Caeron surgiu logo atrás, imponente, com seu casaco vermelho escuro. Não a abraçou, apenas acenou com a cabeça de forma curta. Mas seus olhos suavizaram por um momento. "Lembre-se de quem você é, Elyra. Carrega nosso nome, seja em Valon ou além dela. Não se esqueça disso."
Elyra deu um sorriso irônico. "Garanto que o reino inteiro vai se lembrar."
O mordomo providenciou que as valises fossem fixadas na cabine com runas, presa às costas do quetzal. Elyra subiu com facilidade, parando uma vez apenas para olhar de volta para seus pais. Elissabeth levantou a mão em despedida, enquanto Caeron permanecia de braços cruzados, como um guardião silencioso.
O piloto deu um sinal, e, com um bater de asas ensurdecedor, o quetzal voou para cima, a propriedade se encolhendo sob eles até parecer apenas uma massa de telhados vermelhos engolidos pelas nuvens.
Horas passadas no ar, o céu infinito rompido apenas pelo brilho de rios e as linhas jaguadas das cadeias de montanhas. Então, finalmente, o horizonte se deslocou.
Valon surgiu como uma joia de pedra branca e bandeiras prateadas, esticada pelo vale. O Castelo Imperial se erguia ao seu centro — muros reluzentes ao sol, com bandeiras de carmesim e ouro esvoaçando no alto. Ruas se espalhavam em perfeita simetria, e dentro dessas muralhas, a Academia Imperial parecia uma segunda cidadela: pátios amplos, torres altas e dormitórios aninhados no distrito interno.
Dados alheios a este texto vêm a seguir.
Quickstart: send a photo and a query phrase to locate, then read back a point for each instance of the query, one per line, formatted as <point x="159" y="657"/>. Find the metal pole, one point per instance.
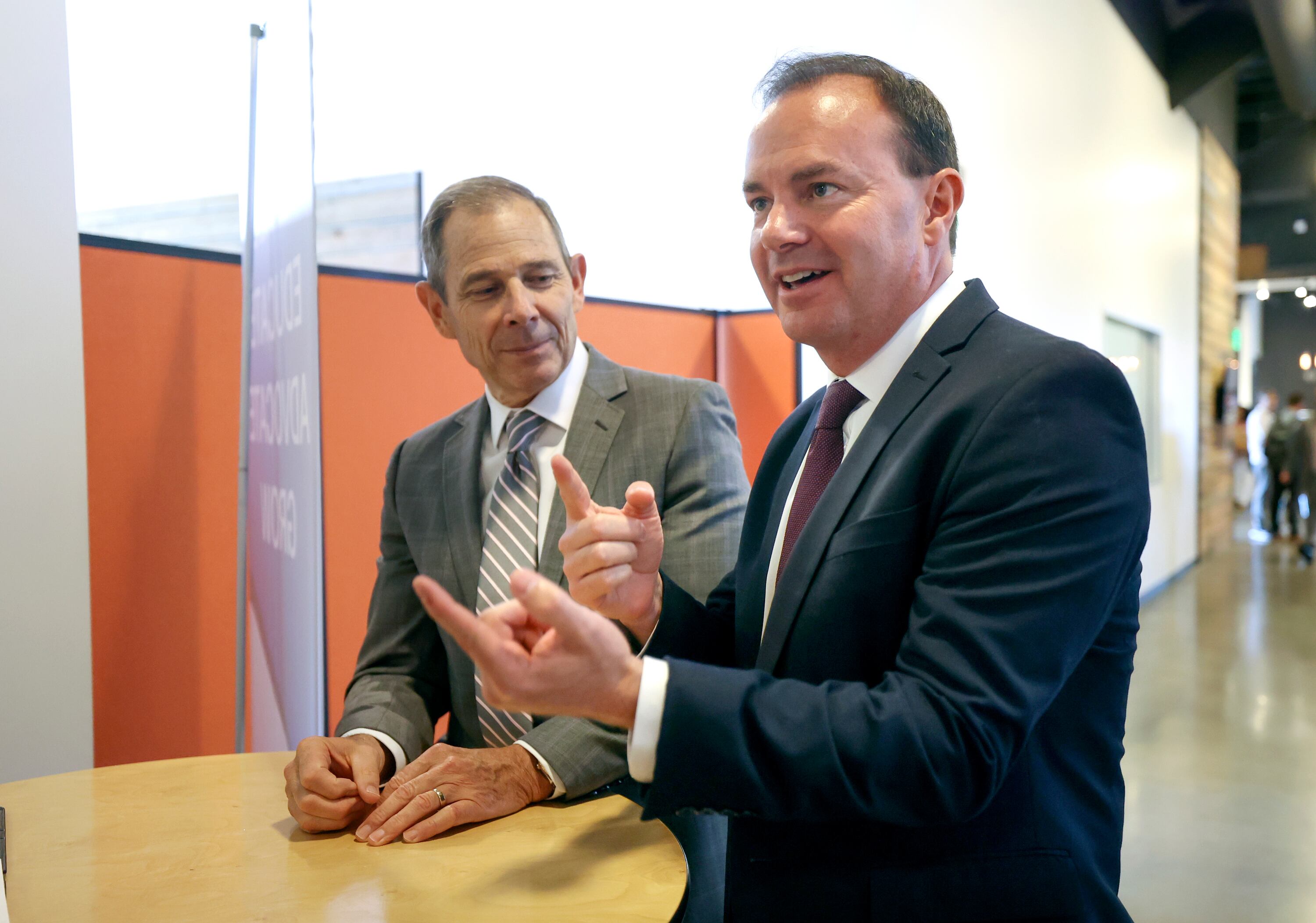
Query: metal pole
<point x="244" y="401"/>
O grande quetzal soltou um grito agudo ao descer, girando em direção ao aeródromo da academia. Elyra se apoia na janela da cabine, com os olhos quase estreitos. 'De volta. Desta vez, está… mais pesada, de alguma forma.'
Com um vento forte e as asas batendo, o quetzal pousou, surpreendendo estudantes e criados. Elyra saiu da cabine, ajeitando a trança, enquanto seu mordomo a seguia carregando as valises.
Ela parou na borda do pátio, olhando ao redor para as torres familiares da academia. "Então é aqui que vou esperar, Noel… até você voltar."
Porém, seus pensamentos mudaram. Outro nome surgiu sem aviso. 'Seraphina… será que ela está bem.'
Como se em resposta, o som de rodas ecoou. Uma carruagem preta com dourado, ostentando o brasão de Valor, entrou no pátio. A porta se abriu, e uma figura de vestido vermelho vibrante saiu — cabelo brilhando como fogo, postura régia mas acolhedora.
Seraphina de Valor, a princesa imperial, sorriu ao cruzar os olhos com Elyra.
"Elyra!"
Os lábios de Elyra se curvaram em um sorriso, genuíno e radiante, enquanto ela avançava. "Seraphina!"
As duas trocaram mãos em saudação, rindo em união entre elas.